Jak tylko najdzie mnie efekt gniazdowania, co z góry dementuje, nie dotyczy tylko kobiet ciężarnych, ale również i mnie, dostaje wtedy natchnienia do układania, przedkładanie i sortowania wszystkiego co wpadnie mi w ręce i tym razem przyszła kolej na dziecięce ubranka, wszystko co za małe, układam w szafie i co jakiś czas rozdaje znajomym, którzy maja mniejsze dzieci od moich, ubrania nie są zniszczone więc szkoda je wyrzucać, a zostawić ze starszego dziecka dla młodszego bez sensu, bo starszy chłopiec, a młodsza o 5 lat córcia, więc jedynym sensownym rozwiązaniem wydaje się oddanie dla potrzebujących.
A nawiązując do wątku, kilka dni temu porozwoziłam kolejne pudla z ubraniami, a już mój pierworodny przychodzi z za mała koszulą, którą powiem szczerze zostawiłam w półce mając nadzieje, że może syn założy ją jeszcze kilka razy, o nadziejo matko głupich, dziecko które jeszcze nie tak dawno potrzebowało mojej codziennej pomocy, teraz sam decyduje co założy, a ta koszula już całkiem "wypadła mu z gustu".

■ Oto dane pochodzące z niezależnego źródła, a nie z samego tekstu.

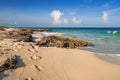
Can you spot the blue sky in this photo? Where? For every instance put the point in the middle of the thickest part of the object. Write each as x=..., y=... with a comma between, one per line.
x=81, y=13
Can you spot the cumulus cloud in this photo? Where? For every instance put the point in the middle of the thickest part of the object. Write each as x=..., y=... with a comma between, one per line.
x=56, y=14
x=65, y=21
x=76, y=21
x=105, y=17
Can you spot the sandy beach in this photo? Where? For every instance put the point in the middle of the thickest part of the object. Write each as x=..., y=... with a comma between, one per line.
x=61, y=64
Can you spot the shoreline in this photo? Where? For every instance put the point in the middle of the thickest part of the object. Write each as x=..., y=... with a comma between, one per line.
x=51, y=63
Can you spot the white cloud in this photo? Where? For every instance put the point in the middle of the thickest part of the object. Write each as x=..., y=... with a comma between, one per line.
x=65, y=21
x=56, y=14
x=76, y=21
x=105, y=17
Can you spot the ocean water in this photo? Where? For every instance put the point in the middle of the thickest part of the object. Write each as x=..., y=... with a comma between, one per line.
x=106, y=40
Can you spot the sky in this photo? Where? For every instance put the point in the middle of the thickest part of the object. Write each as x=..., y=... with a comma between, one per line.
x=61, y=13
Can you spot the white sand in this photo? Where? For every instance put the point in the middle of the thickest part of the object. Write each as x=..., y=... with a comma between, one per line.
x=58, y=64
x=63, y=64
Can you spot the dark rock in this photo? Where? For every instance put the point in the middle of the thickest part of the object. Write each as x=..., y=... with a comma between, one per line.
x=62, y=42
x=7, y=61
x=20, y=35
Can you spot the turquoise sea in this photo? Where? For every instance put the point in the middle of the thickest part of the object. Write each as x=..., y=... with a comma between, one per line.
x=106, y=40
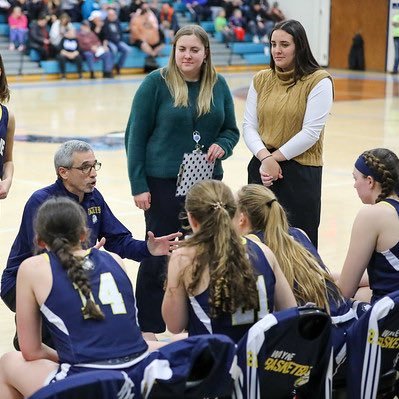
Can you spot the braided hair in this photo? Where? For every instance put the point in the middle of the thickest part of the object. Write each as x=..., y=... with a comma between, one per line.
x=308, y=281
x=219, y=248
x=385, y=164
x=60, y=223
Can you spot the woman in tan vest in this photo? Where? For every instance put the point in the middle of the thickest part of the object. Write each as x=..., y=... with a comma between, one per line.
x=286, y=110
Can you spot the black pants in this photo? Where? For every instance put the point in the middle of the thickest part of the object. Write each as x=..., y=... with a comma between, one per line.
x=299, y=192
x=10, y=300
x=162, y=218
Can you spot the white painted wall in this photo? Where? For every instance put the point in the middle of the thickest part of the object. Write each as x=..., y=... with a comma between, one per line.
x=314, y=15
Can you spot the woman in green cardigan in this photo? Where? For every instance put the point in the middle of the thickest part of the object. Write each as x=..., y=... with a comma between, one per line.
x=170, y=105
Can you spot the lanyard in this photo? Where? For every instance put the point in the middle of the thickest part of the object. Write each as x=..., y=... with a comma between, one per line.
x=196, y=133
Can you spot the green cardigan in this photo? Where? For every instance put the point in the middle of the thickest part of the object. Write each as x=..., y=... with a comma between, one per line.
x=158, y=134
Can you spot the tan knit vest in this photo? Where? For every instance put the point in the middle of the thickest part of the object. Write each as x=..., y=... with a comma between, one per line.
x=281, y=109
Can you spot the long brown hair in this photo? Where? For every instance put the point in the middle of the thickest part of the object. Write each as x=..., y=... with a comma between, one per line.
x=302, y=270
x=385, y=164
x=175, y=81
x=60, y=223
x=219, y=248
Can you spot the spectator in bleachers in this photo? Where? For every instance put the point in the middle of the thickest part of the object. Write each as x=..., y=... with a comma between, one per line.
x=167, y=14
x=107, y=4
x=260, y=24
x=69, y=52
x=126, y=9
x=237, y=25
x=112, y=36
x=18, y=23
x=39, y=38
x=87, y=7
x=22, y=4
x=96, y=22
x=222, y=26
x=36, y=8
x=145, y=33
x=275, y=13
x=4, y=7
x=199, y=10
x=92, y=49
x=72, y=8
x=231, y=5
x=58, y=29
x=216, y=6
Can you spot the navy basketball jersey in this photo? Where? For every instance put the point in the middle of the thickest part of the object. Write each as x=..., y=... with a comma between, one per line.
x=81, y=341
x=372, y=347
x=285, y=354
x=383, y=268
x=203, y=366
x=3, y=135
x=237, y=324
x=90, y=385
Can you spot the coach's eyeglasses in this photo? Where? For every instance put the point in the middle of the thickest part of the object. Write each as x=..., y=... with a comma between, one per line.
x=86, y=169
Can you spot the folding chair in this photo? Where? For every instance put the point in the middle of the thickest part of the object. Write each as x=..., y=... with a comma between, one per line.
x=102, y=384
x=202, y=366
x=372, y=352
x=287, y=354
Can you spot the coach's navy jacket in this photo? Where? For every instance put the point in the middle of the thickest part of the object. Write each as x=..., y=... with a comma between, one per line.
x=100, y=220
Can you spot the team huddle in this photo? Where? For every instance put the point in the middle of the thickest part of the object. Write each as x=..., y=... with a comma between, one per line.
x=236, y=278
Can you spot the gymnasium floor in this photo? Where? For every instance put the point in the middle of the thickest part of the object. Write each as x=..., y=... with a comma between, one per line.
x=365, y=115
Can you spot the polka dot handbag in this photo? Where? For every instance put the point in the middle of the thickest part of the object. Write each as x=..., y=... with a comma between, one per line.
x=193, y=169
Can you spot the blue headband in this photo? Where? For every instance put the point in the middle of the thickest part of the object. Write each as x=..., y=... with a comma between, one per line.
x=362, y=167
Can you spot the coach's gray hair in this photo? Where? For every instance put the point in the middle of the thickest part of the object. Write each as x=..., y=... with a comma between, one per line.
x=63, y=156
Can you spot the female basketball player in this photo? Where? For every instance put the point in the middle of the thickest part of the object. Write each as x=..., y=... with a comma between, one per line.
x=260, y=214
x=84, y=297
x=218, y=282
x=374, y=243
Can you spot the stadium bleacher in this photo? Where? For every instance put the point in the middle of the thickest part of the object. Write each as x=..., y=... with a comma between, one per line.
x=242, y=53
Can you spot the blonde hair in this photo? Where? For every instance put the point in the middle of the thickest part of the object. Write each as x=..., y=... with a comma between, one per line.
x=175, y=80
x=218, y=247
x=309, y=282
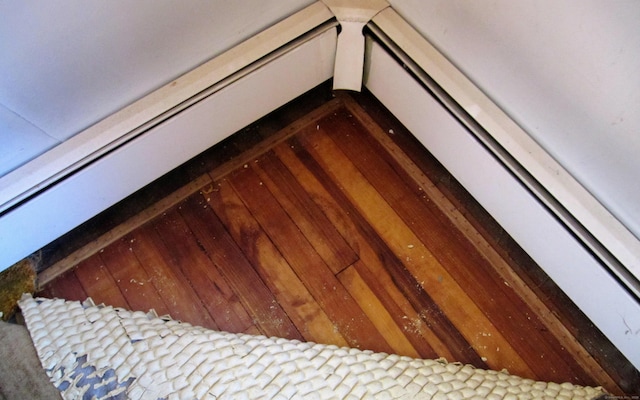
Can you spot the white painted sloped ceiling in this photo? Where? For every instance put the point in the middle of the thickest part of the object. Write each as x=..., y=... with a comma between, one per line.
x=566, y=70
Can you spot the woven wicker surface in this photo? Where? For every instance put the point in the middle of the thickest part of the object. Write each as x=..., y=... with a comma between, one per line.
x=105, y=352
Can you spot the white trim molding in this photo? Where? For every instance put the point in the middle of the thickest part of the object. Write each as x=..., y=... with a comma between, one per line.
x=528, y=216
x=352, y=15
x=573, y=237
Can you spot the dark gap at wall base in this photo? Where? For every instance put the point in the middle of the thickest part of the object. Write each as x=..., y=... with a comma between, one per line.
x=170, y=182
x=580, y=327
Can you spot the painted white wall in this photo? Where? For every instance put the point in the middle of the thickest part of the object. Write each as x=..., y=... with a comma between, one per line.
x=566, y=71
x=66, y=64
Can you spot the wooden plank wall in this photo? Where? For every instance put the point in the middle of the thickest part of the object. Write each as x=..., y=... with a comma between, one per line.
x=333, y=230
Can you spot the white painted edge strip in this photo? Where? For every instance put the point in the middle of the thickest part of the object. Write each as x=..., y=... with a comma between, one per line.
x=564, y=259
x=45, y=217
x=607, y=229
x=352, y=15
x=19, y=184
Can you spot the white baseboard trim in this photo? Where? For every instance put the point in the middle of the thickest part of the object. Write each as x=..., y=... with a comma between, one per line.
x=41, y=219
x=537, y=231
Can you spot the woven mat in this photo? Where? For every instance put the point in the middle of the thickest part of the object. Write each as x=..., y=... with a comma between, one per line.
x=102, y=352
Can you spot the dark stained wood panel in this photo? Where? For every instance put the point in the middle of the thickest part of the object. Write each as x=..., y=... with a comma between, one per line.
x=329, y=228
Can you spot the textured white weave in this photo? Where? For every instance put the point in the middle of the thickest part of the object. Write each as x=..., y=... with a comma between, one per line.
x=104, y=352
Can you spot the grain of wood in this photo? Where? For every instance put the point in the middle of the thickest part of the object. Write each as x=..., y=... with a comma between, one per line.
x=305, y=312
x=432, y=276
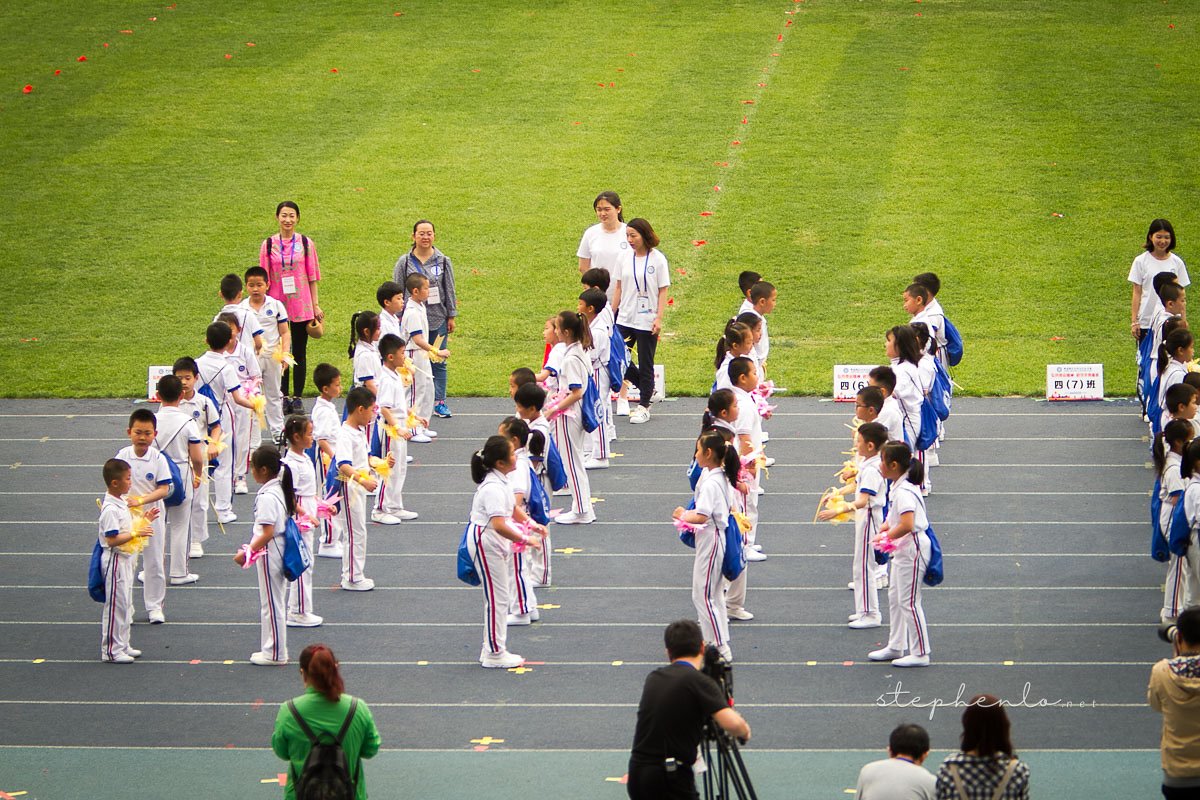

Siedzę i co, miejsce w szafie przeznaczone na coś innego, jechać z jedną szmatką bez sensu, a może coś z niej zrobić, ale co - może spódniczka dla młodszej, już późno nie chce mi się siedzieć i dłubać, a jak odłożę na jutro to zostanie i na 3 miesiące, więc coś na szybko - poszewka na jasiek, pomysł prosty, a wykonanie jeszcze prostsze.Weź koszule, zaznacz wymiary jaśka, przeszyj z 4 stron na maszynie i wuala, śliczny jasiek jak się patrzy. Zeszyty z 4 stron, ale jak włożyć wkład do jaśka , to proste wystarczy odpiąć zamek.